Stimmen nun die Aussagen im Artikel, würde man erwarten, dass wir uns aufgrund von geringerem sozialen Druck wieder stärker dem „natürlichen (kein naturalistischen Fehlschluss bitte…) Strategien nähern. Was heisst das nun beim Menschen aufgrund der Studie? Vermutlich, dass statushohe Männer eher wieder zur seriellen Monogamie (i.e. junge Partnerinnen nacheinander mit anschliessender Scheidung/Trennung) tendieren, wie es schon jetzt in Hollywood etc. relativ normal ist. Grundsätzlich sind aber je nach sozialer Akzeptanz auch Polygamie oder andere Monopolisierungsstrategien denkbar; bzw. grundsätzlich ein System bei dem die statushohen Männer die meisten sexuellen Begegnungen für sich entscheiden können, i.e. typische 80/20 Schemas und so weiter. Das muss nicht so plump wie z.B. wie bei Sheen passieren, ich glaube aber wenn man eine echte Statistik bei jungen Männern machen würde und prostitution wegrechnen würde, dann würde sich da wohl über die letzten 50 Jahre definitiv etwas verschoben haben.

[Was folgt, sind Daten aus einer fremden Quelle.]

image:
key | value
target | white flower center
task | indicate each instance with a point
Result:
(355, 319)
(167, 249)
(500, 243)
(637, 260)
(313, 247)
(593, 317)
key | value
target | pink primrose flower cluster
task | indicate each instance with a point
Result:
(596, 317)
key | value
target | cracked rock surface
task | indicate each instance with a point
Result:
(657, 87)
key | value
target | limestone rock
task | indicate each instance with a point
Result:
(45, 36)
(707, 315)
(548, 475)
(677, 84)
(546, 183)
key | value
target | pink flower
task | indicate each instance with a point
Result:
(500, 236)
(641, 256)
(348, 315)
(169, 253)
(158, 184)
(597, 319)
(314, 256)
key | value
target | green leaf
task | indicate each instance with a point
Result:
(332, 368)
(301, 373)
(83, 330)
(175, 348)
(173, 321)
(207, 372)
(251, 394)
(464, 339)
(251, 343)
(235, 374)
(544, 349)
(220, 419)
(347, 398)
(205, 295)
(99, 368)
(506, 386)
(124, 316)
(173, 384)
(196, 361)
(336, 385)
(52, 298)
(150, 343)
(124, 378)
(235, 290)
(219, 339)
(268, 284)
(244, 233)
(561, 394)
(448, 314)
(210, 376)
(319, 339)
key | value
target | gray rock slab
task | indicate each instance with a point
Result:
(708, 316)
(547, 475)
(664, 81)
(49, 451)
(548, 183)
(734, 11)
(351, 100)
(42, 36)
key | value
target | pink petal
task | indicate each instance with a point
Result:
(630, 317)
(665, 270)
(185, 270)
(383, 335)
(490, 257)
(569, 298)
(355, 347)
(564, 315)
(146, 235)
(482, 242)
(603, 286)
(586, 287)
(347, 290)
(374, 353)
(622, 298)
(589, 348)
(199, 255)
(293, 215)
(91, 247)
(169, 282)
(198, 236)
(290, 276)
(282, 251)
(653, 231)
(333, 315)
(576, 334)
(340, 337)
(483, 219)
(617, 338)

Grundsätzlich werden die ganzen Effekte aber in den meisten Fällen sowieso durch den Sozialstaat (alleinerziehende Mütter) ausgehebelt werden; dort werden sexuelle Kurzzeitstrategien der Männer eher gewinnen.
Einen Hund vor dem ich keine Angst habe, den ich beherrsche, brauche ich nicht an die Leine zu legen
Das ist interessant als Idee. Ich frage mich wer mehr „Angst“ vor jungen hübschen Frauen hat. Sind es nicht die Frauen selbst, die bestimmen wie die Frauen unterdrückt werden?
„Sind es nicht die Frauen selbst, die bestimmen wie die Frauen unterdrückt werden?“
Genau. Verhaltensnormen für Frauen setzen und Unterdrückungsmechanismen definieren und durchsetzen sind in tribalistisch orientierten Kulturen Frauensache (Stichwort Schwiegermutter).
Im übertragenen Sinne kann man feststellen: Die „Angst“ der älteren Frau vor der jüngeren Frau führt zu einer kodifizierten Repression der jüngeren Frau (die dann Angst/Respekt vor der älteren Frau hat)
Die „Angst“ der älteren Frau deswegen in Anführungszeichen, weil es eine andere Form der Angst ist. Eventuell ist es auch schlichtes Kalkül um die jüngere Frau dienstbar zu machen, eventuell ist auch Hass und Neid (hat mir meinen Sohn weggenommen) eine Triebfeder.
Vieles von dem, was wir als „Emanzipation der Frau“ bezeichnen, stellt sich als eine Emanzipation der jüngeren Frau vor dem Phänotyp „Schwiegermutter“ dar. Und weniger als eine Emanzipation vom Mann. Wobei der Zwang, sich die Gunst und die Ressourcen des Mannes durch Beine breit machen erkaufen zu müssen, ebenfalls eine Rolle spielt. Nur eben nicht die Hauptrolle.